I’m sad to report that a big part of the Twin Cities car scene – if not community – is going away. Cottage View Drive-In is closing, and just like that – along with Porky’s on University Ave – Minnesota has lost yet another piece of Americana.
It was with great enthusiasm, though tempered with underlying sadness, that I attended the farewell party on Thursday, Sept 27th. Free to all, it featured what Cottage View had become known for: a fun-filled family event.
At first glance the Drive-in seemed the same, with your typical playground, concessionaire, and rest rooms booming. A larger than normal contingent of classic cars were noticeable, their chrome bumpers hiked up and down in the ramped parking spaces. Kids were playing toss with the distinctive smell of buttered popcorn and grilling in the air.
Still, there was an undeniable somber tone to the festivities; Not so much like a funeral, but you couldn’t help but feel for the place, its customers, and its fleeting nostalgic charm. Even a singing and dancing Elvis or the Marilyn Monroe hottie couldn’t sway the grief completely. Heck, I even witnessed the Hamm’s Beer mascot bear being “arrested” (probably from drowning his sorrows; see slideshow).
Camera crews from many local stations were spotted interviewing guests. A few reporters were even re-living the memories that they, too, had grown to cherish about the drive-in. Cameras clicked everywhere, wanting to take it all in, one last time.
I have to give credit to the many that attended, as they genuinely tried to enjoy and made it a memorable sendoff. Still, others were having a hard time with the closing, openly voicing their displeasure with what has become all too common in recent years: the decline of America’s pastime.
You really couldn’t help but overhear emotional conversations.

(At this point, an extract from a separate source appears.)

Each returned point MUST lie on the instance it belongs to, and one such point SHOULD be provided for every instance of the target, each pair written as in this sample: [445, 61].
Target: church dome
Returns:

Many had come to Cottage View their whole lives, making it a monthly, if not weekly summer affair. So, even with all the young kids running around and high schooler groups mingling, there was a sense those future generations would miss out. Not so much on the movie scene, but more importantly on the social and communal experiences these drive-in establishments offer.
Think back to the first time you went to a drive-in. When was it, where? Who were you with? Do you even remember the movie(s)? It was a place to be, to hang out, to be seen. It was for checking out the cars (or girls). It was for date night, no matter your age. And, perhaps, later… it would become a place to bring your kids.
The aging of America and the subsequent graying of rodders has become a topic of concern in car circles. With less young drivers than ever before entering not only the hobby but driving in general (be it car prices, fuel costs, etc), the next generation of car enthusiasts is indeed foggy. Compounding that trend is the fact that our drive-in culture is becoming slowly forgotten.
After all, now there will be only one operating drive-in theater left in the Twin Cities: Vali Hi located in Lake Elmo (http://www.valihi.com/). To put that in perspective, at one time the Cities hosted over 20 drive-in theaters. Growing up in the north suburbs in the early-’90s, I have fond memories of frequenting 65-Hi Drive-In Theater in Blaine, closed in 2002.
Opened in 1966 and operated by Mann Theatres since 1991, Cottage View Drive-In’s land will now be host to a Walmart retail store. In a sad bit of irony, the first time I brought my wife here (then dating; she had never been to a drive-in theater), I had to purchase a comfy blanket from said retailer before parking in front of the big screen. My wife, the freeze-baby she is, still cuddles up in that Batman blanket today. Cottage View made a lasting impression on my wife, even from one visit. For the record: No, there was no back seat frolicking, as we actually watched the movies. (Okay, so I drove a regular cab truck).
Some Cottage View Drive-In fun facts, according to the pamphlet handed out at the finale:
1966 pricing for adults was $1 with kids under 12 free.
Popular proposal and wedding site.
Managers Barb & Ed Stofferahn met at the drive-in & were married at Cottage View.
The screen was replaced in 1989 after a major storm destroyed the original screen.
Switched from speaker boxes to radio tuners in 1994.
Gerry Herringer’s family business created theater after buying farmland from Daulton family.
Summing it up best is a Gerry Herringer quote, taken directly from the marketing send-off:
“We wish to thank all of our faithful customers that we have known through the years as well as all of our equally faithful ex-employees. We hope the theatre contributed a little something to each of you.”
Thank you, Cottage View, for being part of our lives. You will be dearly missed by both the cars and their owners.